Be Our Guest Students present annual musical, “Beauty and the Beast”
Costumes have arrived, sets have been built, and lights have been hung to ensure that all of this year’s stars of Cleveland Height’s High School’s annual musical, Beauty and the Beast, will shine. The Disney classic, a collaborative effort between a number of different organizations at Heights, opens Thursday, November 4 and runs through Sunday, November 7.
The Vocal Music Department
On the fourth floor, the Vocal Music Department (VMD) is constantly rehearsing, and there is never a moment without song. “It gets tiring but it’s definitely fulfilling when you’re done and your character’s evolved into something,” says senior Julia Barcus, who plays Mrs. Potts in Cast A of the musical. Sophomore Midori Marsh agrees, “Sometimes it gets really annoying, but it feels good to do something right and having someone tell you, ‘Wow, that’s really good’.” Not all of the actors are completely thrilled with the frequent rehearsals; for many it can be very stressful when combined with the school work. However, the students agree that it is worthwhile. Many actually enjoy going to rehearsals because it is a chance to be with friends. The actors also say that rehearsal helps them master their role. Senior Brian Barron, in the role of Lefou, says, “Being able to see the other cast perform helps us grow as characters. When I see the other Lefou act out scenes, it helps me to get into my own character, and helps me grow.”
The high school is renting professional costumes from the Costume Holiday House in Freemont, Ohio. When asked how much he practices playing the Beast, Senior Josh Toombs replied “Every night, every day.” It is a constant process of learning for all the cast members, who find staying in character the hardest aspect. Senior Jordan Raines, who is Cogsworth the clock, replied, “I have to adjust my walking and speech to match the character.” While everyone is trying to find themselves, it seems that the hardest struggle is interacting with other cast members. In the show the characters Lumiere and Cogsworth have one of the most interesting relationships.
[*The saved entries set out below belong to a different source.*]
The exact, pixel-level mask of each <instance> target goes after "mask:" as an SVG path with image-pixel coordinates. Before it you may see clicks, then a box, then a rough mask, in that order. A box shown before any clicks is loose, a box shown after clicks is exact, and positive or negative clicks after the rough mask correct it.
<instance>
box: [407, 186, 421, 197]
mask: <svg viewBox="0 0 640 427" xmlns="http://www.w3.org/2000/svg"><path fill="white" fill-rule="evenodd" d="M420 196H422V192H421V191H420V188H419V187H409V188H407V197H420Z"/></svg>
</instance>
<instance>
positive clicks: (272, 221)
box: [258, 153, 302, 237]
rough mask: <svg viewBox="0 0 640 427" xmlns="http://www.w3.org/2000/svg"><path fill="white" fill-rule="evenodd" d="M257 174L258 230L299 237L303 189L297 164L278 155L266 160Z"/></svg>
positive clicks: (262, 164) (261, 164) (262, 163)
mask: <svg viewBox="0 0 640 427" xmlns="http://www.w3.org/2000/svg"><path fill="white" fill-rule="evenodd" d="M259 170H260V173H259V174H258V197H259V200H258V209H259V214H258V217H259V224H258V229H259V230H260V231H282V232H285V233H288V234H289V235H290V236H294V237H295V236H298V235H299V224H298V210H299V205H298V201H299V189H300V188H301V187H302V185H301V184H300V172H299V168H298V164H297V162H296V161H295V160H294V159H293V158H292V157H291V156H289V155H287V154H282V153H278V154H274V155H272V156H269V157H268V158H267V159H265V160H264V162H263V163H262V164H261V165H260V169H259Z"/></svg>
Senior Jack Lentz (playing Lumiere) describes it as, “a love/ hate relationship; we feed off one another but I basically always have to come out on top.” The actors and singers at Heights work diligently, but they give most of the credit to the their director, Craig McGaughey.
McGaughey, who is directing his fourth musical in his eleven-year tenure at Heights, brings together over 500 students from the elementary, middle, and high schools to create the fall productions. Junior Maddie Pollis, who plays the role of Belle in Cast A, explains, “I think that he [McGaughy] has a very clear vision of what he wants and, once you get it to work how he wants it, it turns out well.”
In the meantime, members of stage crew have been diligently working on this year’s set. Led by teacher and technical director Keith Newman, the crew has created a massive and beautiful set, from the first nail to the last brush stroke. Though these crew members are hidden from sight for nearly the whole production, the show would cease to exist without them. Their main objective is not only to prepare for the production, but also to make sure everything runs smoothly throughout the show. The sound technician, light operator, and stage manager make certain the musical is executed without a glitch.
The Instrumental Music Department
Of course, where would a musical be without musicians? Every VMD musical has relied on the music provided by a live pit orchestra composed of Instrumental Music Department students and professional musicians. This year, Daniel Heim, orchestra director at Heights High, hopes to present an all-student pit orchestra. Student musicians enjoy the unique experiece of performing theatrical music. French horn player, Colin Higgs, says that, “the music that you play is really different than what you play in band or marching band. You are exposed to playing music in a different format that’s a lot more personal and involved.”